Quatro anos depois, sua emoção seria ainda mais forte.

***

Cidade do México, 22 de junho de 1986. O locutor uruguaio-argentino estava tenso. Primeiro, porque tinha parado de fumar e sentia uma fome incontrolável. Estava 14 quilos mais gordo.

Mas o motivo principal era o jogo à sua frente: Argentina x Inglaterra, valendo uma vaga nas semifinais da Copa do México. Mentira: a partida valia muito mais do que isso.

(Um ótimo relato dela está aqui.)

Dentro de campo, argentinos e ingleses se estranhavam desde 1966, quando o pau quebrou em plena Copa do Mundo. Depois de pontapés e xingamentos dos dois lados, o argentino Rattín acabou expulso. Na saída, torceu a bandeira do Reino Unido pendurada no escanteio e se sentou no tapete da rainha. Os ingleses se saíram vencedores e passaram a chamar carinhosamente os rivais de “animais”.

Fora de campo, a encrenca foi mais séria. Em 1982, tropas argentinas tentaram recuperar o controle das Ilhas Malvinas, em uma manobra populista dos militares que governavam o país. No começo, a manobra deu certo, despertando o sentimento patriótico nos hermanos. Mas logo o poderio bélico inglês se impôs, e as Ilhas voltaram a se chamar Falklands, ao custo de quase mil mortos, em sua maioria argentinos.

De volta ao jogo, agora em definitivo. Victor Hugo começa a narrar. Primeiro tempo morno, 0 x 0. No segundo, ele vê Diego Armando Maradona reescrever a história, ops, História.
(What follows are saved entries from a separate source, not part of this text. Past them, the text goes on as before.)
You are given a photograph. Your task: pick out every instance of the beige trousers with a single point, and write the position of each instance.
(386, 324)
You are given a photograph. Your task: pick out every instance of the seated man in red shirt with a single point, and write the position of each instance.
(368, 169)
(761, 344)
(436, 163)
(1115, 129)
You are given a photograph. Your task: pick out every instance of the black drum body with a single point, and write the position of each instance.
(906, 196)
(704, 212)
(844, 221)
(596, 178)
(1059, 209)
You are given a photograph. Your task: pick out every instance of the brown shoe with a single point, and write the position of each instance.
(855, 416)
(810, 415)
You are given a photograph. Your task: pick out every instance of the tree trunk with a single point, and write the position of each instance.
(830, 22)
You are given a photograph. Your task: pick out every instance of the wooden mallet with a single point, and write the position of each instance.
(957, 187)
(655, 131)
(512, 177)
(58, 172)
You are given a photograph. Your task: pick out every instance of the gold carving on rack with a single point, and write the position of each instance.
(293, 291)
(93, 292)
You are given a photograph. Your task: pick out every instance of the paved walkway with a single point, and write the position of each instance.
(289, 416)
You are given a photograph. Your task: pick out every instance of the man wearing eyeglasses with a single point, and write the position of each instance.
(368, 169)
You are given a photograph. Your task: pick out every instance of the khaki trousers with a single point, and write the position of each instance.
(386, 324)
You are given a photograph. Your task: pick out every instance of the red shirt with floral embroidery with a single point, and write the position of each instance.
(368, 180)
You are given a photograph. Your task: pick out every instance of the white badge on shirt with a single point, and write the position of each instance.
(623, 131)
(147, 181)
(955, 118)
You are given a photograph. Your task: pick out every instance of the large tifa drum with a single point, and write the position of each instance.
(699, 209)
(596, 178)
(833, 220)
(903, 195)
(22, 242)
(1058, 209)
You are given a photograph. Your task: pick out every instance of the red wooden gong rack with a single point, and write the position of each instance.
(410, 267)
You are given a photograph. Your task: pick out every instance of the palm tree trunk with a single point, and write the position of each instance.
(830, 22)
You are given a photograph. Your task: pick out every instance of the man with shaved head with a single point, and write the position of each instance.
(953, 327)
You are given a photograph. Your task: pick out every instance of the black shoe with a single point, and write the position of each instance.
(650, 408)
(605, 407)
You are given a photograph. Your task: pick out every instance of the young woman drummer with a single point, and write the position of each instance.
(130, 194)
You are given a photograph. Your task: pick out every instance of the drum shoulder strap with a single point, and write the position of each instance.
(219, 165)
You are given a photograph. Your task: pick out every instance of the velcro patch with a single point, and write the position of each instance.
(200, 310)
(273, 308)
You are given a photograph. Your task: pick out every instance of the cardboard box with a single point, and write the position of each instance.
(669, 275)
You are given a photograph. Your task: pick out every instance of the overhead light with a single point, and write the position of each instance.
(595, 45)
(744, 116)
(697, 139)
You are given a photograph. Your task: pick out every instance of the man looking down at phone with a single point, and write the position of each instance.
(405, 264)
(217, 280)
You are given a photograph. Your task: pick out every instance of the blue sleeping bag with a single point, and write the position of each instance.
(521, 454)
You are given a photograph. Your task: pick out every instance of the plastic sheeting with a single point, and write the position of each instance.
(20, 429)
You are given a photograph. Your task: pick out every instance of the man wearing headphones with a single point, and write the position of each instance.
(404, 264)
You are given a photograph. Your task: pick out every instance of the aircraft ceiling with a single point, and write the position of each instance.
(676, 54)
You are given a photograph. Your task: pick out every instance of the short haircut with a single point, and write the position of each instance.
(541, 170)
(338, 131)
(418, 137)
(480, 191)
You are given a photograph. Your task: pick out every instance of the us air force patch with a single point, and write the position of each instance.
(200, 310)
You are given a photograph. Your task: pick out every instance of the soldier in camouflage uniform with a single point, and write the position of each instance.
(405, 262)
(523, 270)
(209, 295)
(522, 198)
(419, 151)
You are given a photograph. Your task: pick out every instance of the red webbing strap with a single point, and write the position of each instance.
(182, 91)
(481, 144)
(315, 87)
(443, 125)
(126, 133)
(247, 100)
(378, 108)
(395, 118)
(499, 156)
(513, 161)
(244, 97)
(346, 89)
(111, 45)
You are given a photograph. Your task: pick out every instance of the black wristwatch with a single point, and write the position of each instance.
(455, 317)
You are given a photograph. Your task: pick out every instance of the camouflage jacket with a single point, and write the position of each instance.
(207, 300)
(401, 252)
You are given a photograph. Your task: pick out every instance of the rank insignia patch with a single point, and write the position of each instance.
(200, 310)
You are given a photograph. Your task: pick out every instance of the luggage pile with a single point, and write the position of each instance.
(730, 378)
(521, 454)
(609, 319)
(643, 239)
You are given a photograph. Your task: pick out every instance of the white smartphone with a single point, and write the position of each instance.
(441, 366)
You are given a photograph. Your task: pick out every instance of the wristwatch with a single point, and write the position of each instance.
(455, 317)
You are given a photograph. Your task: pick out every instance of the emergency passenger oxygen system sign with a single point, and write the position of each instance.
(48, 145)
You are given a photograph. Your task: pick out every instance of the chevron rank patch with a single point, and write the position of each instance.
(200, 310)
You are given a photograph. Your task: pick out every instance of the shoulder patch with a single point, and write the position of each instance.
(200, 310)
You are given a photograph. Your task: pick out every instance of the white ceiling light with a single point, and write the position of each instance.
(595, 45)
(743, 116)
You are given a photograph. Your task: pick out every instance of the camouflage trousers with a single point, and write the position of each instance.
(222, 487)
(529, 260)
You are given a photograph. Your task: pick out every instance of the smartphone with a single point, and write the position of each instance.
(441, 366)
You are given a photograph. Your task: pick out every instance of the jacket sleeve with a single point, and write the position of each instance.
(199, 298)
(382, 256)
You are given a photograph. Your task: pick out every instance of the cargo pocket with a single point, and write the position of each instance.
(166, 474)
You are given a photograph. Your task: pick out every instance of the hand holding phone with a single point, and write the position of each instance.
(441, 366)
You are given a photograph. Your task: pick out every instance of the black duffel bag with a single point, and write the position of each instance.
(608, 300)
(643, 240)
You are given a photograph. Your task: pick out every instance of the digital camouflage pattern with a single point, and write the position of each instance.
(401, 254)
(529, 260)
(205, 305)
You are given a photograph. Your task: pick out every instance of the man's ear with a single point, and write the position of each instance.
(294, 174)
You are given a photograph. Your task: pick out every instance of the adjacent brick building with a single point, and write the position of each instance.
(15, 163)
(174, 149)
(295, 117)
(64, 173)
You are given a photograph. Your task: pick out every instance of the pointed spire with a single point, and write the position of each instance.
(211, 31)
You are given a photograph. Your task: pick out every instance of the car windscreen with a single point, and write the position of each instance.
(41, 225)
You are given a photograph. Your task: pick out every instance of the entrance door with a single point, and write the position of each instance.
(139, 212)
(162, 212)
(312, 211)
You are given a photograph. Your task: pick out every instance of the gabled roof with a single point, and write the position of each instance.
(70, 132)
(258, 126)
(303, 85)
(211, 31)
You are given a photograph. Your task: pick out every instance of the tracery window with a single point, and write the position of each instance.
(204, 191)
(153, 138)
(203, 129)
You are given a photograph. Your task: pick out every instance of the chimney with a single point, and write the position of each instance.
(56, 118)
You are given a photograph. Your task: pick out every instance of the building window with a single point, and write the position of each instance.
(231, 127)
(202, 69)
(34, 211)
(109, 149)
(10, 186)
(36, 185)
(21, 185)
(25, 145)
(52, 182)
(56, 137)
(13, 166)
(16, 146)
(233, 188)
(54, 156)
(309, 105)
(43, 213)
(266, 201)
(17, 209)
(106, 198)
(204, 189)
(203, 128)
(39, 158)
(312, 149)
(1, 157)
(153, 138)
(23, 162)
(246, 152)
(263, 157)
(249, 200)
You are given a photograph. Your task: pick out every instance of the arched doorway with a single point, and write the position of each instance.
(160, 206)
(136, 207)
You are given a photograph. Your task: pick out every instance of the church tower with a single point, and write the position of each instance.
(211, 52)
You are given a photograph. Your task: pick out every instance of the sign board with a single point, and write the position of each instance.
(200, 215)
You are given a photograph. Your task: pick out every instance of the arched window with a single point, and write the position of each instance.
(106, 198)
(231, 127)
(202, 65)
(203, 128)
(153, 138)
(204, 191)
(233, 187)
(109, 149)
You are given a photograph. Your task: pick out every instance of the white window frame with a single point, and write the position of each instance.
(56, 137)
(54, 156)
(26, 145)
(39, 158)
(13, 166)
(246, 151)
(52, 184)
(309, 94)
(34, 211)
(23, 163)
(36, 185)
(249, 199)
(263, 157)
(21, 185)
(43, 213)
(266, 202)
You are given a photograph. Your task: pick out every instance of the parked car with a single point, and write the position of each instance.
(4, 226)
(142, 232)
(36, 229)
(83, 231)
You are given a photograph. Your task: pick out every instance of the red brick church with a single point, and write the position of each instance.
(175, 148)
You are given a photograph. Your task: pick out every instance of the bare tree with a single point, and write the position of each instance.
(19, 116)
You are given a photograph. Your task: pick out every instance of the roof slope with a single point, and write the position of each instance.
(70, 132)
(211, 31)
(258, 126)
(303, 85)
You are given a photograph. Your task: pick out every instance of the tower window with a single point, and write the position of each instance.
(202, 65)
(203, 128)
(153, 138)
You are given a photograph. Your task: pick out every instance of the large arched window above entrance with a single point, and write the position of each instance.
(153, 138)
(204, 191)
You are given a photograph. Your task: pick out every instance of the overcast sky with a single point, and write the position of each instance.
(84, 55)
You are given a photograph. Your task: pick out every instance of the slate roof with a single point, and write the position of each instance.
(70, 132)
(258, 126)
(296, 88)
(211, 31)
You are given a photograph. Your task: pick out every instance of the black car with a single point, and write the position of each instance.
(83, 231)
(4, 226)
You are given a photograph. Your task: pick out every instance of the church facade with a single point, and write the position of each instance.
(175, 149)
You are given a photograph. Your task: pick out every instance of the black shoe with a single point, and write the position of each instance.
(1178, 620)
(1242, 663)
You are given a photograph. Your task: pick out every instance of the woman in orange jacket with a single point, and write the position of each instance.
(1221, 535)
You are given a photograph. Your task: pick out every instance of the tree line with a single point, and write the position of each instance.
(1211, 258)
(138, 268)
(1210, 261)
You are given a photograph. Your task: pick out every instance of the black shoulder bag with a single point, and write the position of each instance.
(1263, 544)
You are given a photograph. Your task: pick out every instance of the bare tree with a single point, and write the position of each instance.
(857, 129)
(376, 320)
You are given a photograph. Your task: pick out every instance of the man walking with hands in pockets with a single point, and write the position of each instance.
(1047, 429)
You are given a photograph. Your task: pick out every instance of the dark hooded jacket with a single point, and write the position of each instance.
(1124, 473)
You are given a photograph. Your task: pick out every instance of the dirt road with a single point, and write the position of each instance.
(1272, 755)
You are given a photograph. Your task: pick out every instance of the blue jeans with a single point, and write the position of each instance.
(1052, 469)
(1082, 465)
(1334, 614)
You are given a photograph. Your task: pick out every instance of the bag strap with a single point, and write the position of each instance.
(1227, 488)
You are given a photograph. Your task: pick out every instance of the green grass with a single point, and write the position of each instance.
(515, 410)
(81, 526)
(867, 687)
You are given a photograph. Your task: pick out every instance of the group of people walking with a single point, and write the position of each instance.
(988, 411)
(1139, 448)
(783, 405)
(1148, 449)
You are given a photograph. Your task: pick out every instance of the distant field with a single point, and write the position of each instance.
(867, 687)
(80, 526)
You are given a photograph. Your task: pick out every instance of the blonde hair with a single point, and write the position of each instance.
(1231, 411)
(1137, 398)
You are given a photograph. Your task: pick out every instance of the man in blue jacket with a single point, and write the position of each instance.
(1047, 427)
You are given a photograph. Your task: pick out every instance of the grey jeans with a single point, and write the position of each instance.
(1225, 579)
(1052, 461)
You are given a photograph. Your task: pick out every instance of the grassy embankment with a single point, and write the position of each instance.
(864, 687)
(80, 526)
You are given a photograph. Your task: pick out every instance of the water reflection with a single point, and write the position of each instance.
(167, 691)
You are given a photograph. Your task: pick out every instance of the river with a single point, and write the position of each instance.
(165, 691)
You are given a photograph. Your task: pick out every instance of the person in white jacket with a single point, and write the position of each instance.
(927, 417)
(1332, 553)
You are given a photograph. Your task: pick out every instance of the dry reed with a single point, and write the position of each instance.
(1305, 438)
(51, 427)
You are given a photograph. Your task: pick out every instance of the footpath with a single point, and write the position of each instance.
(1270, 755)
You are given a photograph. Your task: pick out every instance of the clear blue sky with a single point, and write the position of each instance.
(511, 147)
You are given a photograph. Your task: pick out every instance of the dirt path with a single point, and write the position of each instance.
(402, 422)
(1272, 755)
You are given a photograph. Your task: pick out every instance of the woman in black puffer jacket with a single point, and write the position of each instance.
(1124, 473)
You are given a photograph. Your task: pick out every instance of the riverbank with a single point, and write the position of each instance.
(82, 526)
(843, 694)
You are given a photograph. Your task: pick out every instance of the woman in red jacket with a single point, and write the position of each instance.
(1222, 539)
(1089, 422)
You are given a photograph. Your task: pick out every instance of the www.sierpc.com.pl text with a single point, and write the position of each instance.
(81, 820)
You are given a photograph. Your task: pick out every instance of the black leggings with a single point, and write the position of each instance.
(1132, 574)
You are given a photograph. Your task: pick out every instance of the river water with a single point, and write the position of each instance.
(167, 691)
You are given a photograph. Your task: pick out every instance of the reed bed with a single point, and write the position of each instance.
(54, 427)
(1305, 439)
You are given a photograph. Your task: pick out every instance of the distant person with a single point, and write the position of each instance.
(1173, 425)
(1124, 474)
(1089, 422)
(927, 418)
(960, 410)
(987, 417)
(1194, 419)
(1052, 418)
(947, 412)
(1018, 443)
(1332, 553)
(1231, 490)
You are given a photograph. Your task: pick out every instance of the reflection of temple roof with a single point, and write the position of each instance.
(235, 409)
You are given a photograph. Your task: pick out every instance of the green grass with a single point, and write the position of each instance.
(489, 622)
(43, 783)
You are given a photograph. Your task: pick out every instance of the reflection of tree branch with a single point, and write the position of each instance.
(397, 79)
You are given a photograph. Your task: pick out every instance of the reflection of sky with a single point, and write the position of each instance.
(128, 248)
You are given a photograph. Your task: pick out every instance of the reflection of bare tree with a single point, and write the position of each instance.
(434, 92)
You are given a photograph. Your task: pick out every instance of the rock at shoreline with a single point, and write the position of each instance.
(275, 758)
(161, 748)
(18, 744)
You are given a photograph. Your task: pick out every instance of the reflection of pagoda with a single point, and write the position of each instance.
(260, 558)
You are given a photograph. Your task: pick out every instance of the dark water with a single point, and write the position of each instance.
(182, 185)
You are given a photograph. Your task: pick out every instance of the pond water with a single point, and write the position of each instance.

Aos 6 minutos, El Pibe vence uma disputa aérea com Peter Shilton e abre o placar. O estádio inteiro viu que foi com a mão. Bilhões de pessoas ao redor do mundo viram que foi com a mão. O juiz não. Tão incrível quanto isso é um cara de 1,65 cm conseguir subir mais que um goleiro um palmo mais alto do que ele…

Sai que é sua, Shilton!

Sai que é sua, Shilton!

Uma animosidade de 20 anos atravessada na garganta, uma guerra fresca na memória, um gol de mão recém-convertido. Tudo isso borbulhava na cabeça de todos.

Aí Maradona, em um equivalente futebolístico de um solo perfeito de guitarra, pegou a bola em seu campo, driblou meio time da Inglaterra e tocou para dentro. Ele não apenas fez o maior gol das Copas, mas redefiniu o conceito de golaço. O ritmo crescente dos dribles, a velocidade da corrida e a epifania final são até hoje o padrão com o qual qualquer gol de placa é comparado.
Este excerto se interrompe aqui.